Kurulum sürecinin devam ettiği bir coğrafya olarak Yugoslav coğrafyası da bu konunun ele alınması için çok uygun bir zaman-mekan yaratıyor. İç savaşın üzerinden çok fazla zaman geçmemesi ve derin bir sistem değişimi, mekanın farklı amaçlar için nasıl kullanıldığını açık bir şekilde göstermekte. Yaşananların görece yakın olması ve olayları yaşamış olan insanları hala hayatta olması, geçiş döneminin deşifre edilmesinde kilit bir rol oynuyor. Literatürden etkilenmek yerine kendi yaşadıkları ve anıları üzerine düşünen bu insanlar kendilerinden sonra gelecek nesillerden farklı bir yerde konumlanıyor. Yaşanılan dönem, insanları farklılaştırdığı gibi mekanları da farklılaştırır. İki dönemi görmüş insanlar gibi, iki dönemde de var olmuş ve anlamlandırılmış yapılar oluşmaya başlar. Değişim yeni olduğu için unutulmayan eski anlamlar üzerine yenileri bindirilir. Bu imge karmaşasının içinde aynı mekan iki farklı hafıza oluşturur. Şehirdeki belli bir nokta üzerindeki çift anlamlı kimlik yüklemesi, geçmişte yaratılmış (ve gelecekte yaratılacak) toplumsal imge bulutunu bir anlığına aralar. Bu aralık, yeni nesiller geldikçe tekrar kapanacak ve tarih yeniden kurgulanmış olacaktır. Yugoslav coğrafyası da tam olarak böyle bir aralanmanın zamanını yaşıyor. Birlik ve kardeşlik mottosu ile oluşturulan, etnik milliyetçilik karşıtı bir rejim ve onun söyleminden ona zıt olacak şekilde gelişen ulus devletler ve milliyetçi söylemlere geçiş dönemi, kendisini hem hafızada hem de mekanda göstermekte. Belgrad da bu değişimlerin ana unsurlarından biri ve hem toplumsal hafızayı etkiledi hem de ondan etkilendi.

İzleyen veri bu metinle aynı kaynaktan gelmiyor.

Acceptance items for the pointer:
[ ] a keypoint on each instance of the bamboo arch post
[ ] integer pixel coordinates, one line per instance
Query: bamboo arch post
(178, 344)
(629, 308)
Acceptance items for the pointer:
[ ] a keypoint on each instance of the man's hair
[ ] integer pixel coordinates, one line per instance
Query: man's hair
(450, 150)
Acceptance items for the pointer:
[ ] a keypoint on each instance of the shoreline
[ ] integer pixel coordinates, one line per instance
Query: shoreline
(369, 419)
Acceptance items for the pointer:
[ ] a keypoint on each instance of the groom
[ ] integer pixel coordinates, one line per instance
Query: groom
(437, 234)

Sosyalist dönemde başkent olarak tüm politik gücü ve merkezi kendinde toplayan şehir anıtları ve yapılarıyla şimdikinden çok farklı bir söyleme hizmet etmişti. Bu öneminin ardından iç savaşın yıkıcılığı ve Belgrad’ın bu dönemde oynadığı rol şehrin imgesinin değişimini başlattı: “Eski Yugoslavya’nın siyasi merkezi olan Belgrad, bu topraklardaki savaşlarla ilgili tüm yıkıcı kararlar ve olaylardan dolayı suçlu olarak görüldü. Ulusal düzeyde eski Yugoslavya’daki tüm olaylarla ilişkisi kuruldu.” (Mijatovic, 2014). Bu açıdan Belgrad değişimlerin okunabileceği en iyi şehirlerden biri olma özelliğini taşıyor. Hem sosyalist dönemde hem de yeni sistemde başkentlik yaptı ve manipülasyon için en çok kullanılan şehir oldu. Aynı binalara her dönem farklı anlamlar yüklendi ve yeni bir söylem oluşturuldu. Eski sistemde devleti referans veren yapılar yeni sistemde ilk saldırılan yapılardı. Ya yeni sisteme adapte edilerek yeni işlevler edindiler (genelde sosyalist yapıya ters düşecek şekilde) ya da bakımsız bırakılarak harap durumda kaldılar. Hiç dokunulmasalar bile değişen koşullar sonucunda bağlamlarından koparıldılar ve farklı bir gerçekliğe atıfta bulunur oldular.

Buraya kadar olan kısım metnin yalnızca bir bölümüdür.